Lonsway is concerned with the increases he’s seen in the number of students entering theological school with more than $10,000 in educational debt. (In the first five years of the study students were not asked about credit-card and other non-educational debt.) Although two-thirds of students enter with no debt, 14.8 percent entered in 2000 owing more than $15,000. And they borrow more during their graduate school years.

When she speaks of money, Kersey expresses her only disappointments with her seminary experience. She entered Alliance without debt. She chose not to work, an option made possible by her husband’s support. While she was in school, he worked and took primary responsibility for caring for their granddaughter. Still, the four-and-a-half-year seminary program required $44,000 in educational loans. She is now facing the possibility that paying off the loans may require that she take a supplemental job outside of the church.

In addition to being highly leveraged, some young students are overworked.

Like Kersey, Aaron Gray, a 26-year-old white man currently enrolled at Golden Gate Baptist Seminary’s Phoenix, Arizona, campus, is burdened with student loan debt. He and his wife Elizabeth both graduated from Southwestern Bible College. When Gray entered seminary, the couple’s joint educational debt totaled $45,000. Elizabeth planned to work while Aaron studied, but that strategy was derailed by a “surprise pregnancy with twins.” Judah Aaron and Jacob Israel were born in 2001. 

Gray’s path illustrates another trend Lonsway found. About one-fifth of graduating students planned when they entered to work more than twenty hours per week, but almost two-fifths ended up doing so. Aaron has “an extensive background in security” and logs up to sixty hours per week in a Pinkerton uniform.

Both Gray and Kersey fit one of Lonsway’s most promising findings. Earlier studies suggested that “as many as 50 percent of new pastors felt unable to meet the needs of their jobs.” Some of them even reported feeling less confident after their graduate work than they felt when they began it.

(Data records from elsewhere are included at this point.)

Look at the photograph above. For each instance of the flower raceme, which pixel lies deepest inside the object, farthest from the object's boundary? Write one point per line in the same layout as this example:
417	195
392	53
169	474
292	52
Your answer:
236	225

Graduating students in the ATS sample reported that they felt stronger in fourteen areas of personal growth, ranging from “trust in God” to “concern for social justice,” and “self-knowledge.” They were also satisfied with the progress in their professional skills.

Only one in five students surveyed had an academic background in theology, even though many reported that they first considered religious careers while they were in college. Kersey and Gray are atypical in that they were educated at Bible colleges, and that both of them reported that their pastors had no influence in their choice of seminaries. In the majority of cases, pastors, not academic advisors, still guide the choice of schools.

What Lonsway’s data suggest is that seminaries must warn prospective students about the economic responsibilities their calling entails. Some students may need support in making difficult trade-offs, such as choosing part-time study over immersion in academic life in order to afford their loan payments.

Do you know how well resourced your incoming students are? Are most of them well versed in scripture, or should the curriculum include some “remedial” Bible courses? Will those with a call to congregational ministry be able to afford to be pastors? Successfully educating the clergy in the twenty-first century may require that seminaries take a long view of the lives of ministerial candidates, a view that begins with their undergraduate experiences and continues through their professional ministries.

Ultimately, the objective is graduates who have experiences like Kersey’s. She says her program “opened horizons, expanded the knowledge I had. I learned to think for myself instead of accepting the theology that had been handed down to me. I feel better equipped to serve God.”

Behind the Charts 
The data underlying the charts that appear above were collected by Dr. Francis A. Lonsway, director of student information resources for the Association of Theological Schools in the United States and Canada, in an ongoing survey of entering students that ATS member schools participate in voluntarily. In 2001, 122 schools participated, and provided responses from 6,238 students. These charts record changes year by year among entering students who were candidates for the master of divinity degree, a candidacy that usually indicates an aspiration for professional ministry.